Ohio Hits New Record With 4,229 New Confirmed Or Probable COVID-19 Cases

Gov. Mike DeWine with wife Fran in line to vote near their home in Cedarville.
Gov. Mike DeWine with wife Fran in line to vote Tuesday near their home in Cedarville. The governor did not hold his regular coronavirus briefing. [Karen Kasler / Statehouse News Bureau]

Ohio hit another record for new COVID-19 cases Tuesday, as thousands of masked Ohioans showed up to vote in person at socially distant polling sites across the state.

The Ohio Department of Health reported 4,229 new confirmed or probable COVID-19 cases, breaking a record set just four days earlier. The 7-day average of new cases has been climbing since late September.

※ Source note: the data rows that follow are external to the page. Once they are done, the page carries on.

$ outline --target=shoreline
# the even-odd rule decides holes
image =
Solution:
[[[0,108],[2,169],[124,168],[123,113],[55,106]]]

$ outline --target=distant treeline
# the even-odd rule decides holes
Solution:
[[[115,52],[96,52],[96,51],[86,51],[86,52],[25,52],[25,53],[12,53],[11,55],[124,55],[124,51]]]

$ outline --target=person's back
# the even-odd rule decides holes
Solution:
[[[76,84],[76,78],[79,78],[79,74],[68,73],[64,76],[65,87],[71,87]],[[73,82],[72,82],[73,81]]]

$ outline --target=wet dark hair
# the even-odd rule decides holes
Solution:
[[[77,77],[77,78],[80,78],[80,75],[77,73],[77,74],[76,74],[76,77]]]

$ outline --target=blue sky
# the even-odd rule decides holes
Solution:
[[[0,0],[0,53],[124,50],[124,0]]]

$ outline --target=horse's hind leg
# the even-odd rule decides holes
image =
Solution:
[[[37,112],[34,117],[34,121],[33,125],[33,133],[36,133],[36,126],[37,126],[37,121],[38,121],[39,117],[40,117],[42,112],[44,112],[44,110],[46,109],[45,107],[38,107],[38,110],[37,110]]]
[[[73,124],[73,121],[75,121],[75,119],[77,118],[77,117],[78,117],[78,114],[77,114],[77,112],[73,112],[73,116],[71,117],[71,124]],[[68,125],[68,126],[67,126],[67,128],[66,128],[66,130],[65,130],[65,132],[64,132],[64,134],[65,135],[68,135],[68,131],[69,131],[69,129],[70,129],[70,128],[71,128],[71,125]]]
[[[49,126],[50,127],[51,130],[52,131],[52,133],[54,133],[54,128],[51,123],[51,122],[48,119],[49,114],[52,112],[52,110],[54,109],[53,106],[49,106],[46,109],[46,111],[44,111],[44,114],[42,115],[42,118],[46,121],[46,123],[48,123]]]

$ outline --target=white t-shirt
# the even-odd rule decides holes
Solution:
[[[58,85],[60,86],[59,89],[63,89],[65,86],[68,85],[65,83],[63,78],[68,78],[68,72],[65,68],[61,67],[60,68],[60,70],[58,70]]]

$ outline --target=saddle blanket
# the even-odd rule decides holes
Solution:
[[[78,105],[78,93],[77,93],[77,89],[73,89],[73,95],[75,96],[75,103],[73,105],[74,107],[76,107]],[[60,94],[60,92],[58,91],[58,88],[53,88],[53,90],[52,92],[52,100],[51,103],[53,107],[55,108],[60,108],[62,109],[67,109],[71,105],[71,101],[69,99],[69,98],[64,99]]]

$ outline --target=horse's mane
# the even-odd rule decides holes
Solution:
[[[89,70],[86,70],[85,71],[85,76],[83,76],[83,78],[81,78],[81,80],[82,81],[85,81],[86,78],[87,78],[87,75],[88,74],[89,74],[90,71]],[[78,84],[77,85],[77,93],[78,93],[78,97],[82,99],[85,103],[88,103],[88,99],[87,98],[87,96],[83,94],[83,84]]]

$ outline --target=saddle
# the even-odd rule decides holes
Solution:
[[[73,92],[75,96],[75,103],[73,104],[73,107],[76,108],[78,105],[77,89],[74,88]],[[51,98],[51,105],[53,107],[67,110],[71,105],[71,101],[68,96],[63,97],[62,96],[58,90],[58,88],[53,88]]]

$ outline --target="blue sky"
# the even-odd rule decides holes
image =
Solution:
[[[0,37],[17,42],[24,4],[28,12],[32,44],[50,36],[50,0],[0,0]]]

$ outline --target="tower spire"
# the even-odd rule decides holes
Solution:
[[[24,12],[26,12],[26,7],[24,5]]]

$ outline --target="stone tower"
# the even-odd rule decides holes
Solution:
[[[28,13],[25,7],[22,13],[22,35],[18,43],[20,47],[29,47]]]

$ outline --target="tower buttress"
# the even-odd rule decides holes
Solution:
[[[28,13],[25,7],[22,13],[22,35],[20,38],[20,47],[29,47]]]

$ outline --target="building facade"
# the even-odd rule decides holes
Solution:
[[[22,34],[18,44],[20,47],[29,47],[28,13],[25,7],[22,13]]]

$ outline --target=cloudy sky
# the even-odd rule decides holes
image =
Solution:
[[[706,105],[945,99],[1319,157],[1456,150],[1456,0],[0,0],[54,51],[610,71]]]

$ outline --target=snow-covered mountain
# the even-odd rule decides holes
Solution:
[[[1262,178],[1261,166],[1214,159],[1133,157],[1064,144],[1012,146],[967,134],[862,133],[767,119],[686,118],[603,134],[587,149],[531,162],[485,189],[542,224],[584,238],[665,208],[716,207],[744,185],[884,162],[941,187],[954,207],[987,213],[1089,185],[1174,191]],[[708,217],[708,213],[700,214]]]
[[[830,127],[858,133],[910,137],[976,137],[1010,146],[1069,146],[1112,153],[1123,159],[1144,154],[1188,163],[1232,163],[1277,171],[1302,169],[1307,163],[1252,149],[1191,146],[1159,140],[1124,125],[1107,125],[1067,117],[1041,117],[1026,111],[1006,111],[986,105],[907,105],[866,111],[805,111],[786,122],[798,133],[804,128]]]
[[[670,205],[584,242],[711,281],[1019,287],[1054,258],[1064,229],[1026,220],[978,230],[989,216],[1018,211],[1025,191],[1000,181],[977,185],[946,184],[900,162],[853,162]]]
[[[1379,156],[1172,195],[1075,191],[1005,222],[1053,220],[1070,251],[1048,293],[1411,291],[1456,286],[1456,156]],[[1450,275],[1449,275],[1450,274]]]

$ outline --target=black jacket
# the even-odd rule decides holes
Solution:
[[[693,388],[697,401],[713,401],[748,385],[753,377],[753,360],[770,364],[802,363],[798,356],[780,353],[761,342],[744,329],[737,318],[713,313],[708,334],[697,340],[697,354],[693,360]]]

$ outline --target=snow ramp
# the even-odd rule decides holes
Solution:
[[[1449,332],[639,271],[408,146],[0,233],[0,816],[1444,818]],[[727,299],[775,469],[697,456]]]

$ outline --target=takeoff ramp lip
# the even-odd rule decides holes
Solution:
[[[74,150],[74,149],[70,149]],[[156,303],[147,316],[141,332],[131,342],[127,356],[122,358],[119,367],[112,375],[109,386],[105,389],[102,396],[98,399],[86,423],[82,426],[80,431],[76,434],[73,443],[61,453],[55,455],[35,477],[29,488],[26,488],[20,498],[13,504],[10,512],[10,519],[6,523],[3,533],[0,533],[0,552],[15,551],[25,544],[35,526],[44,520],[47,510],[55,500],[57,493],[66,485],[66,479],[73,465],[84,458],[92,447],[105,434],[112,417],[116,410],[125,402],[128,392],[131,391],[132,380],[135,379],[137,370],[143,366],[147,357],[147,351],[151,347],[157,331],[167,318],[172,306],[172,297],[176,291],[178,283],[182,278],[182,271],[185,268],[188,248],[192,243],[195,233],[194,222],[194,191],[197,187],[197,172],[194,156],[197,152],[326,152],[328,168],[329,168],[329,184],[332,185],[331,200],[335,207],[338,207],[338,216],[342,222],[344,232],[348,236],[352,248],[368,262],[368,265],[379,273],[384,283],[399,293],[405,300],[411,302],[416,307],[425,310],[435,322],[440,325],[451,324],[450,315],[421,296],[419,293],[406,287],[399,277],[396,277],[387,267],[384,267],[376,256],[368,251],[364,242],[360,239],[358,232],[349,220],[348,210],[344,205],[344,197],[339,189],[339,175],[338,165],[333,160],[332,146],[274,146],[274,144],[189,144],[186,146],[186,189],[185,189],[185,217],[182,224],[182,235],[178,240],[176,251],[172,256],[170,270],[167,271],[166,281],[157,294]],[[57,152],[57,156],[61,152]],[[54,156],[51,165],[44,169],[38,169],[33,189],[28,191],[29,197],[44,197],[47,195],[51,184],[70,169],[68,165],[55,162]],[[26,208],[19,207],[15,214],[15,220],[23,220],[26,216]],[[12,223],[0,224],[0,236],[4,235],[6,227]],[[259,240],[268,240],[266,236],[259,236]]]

Gov. Mike DeWine has urged Ohioans to wear masks and keep their distance from one another, refraining from imposing new restrictions on businesses of the sort seen in the spring. State officials have blamed gatherings like weddings, funerals and parties for the spike in cases.  

“Today, and for some time to come, we also share a common enemy–one that cares not whether we voted for Donald Trump or Joe Biden; an enemy that is relentless and clearly on the march,” DeWine wrote in a Nov. 1 open letter.

 

By last week, the state categorized 83 of Ohio’s 88 counties as having “high incidence” of coronavirus spread. All but two counties have reached orange or red levels in the state’s health advisory system, though none have yet risen to purple, the most serious level.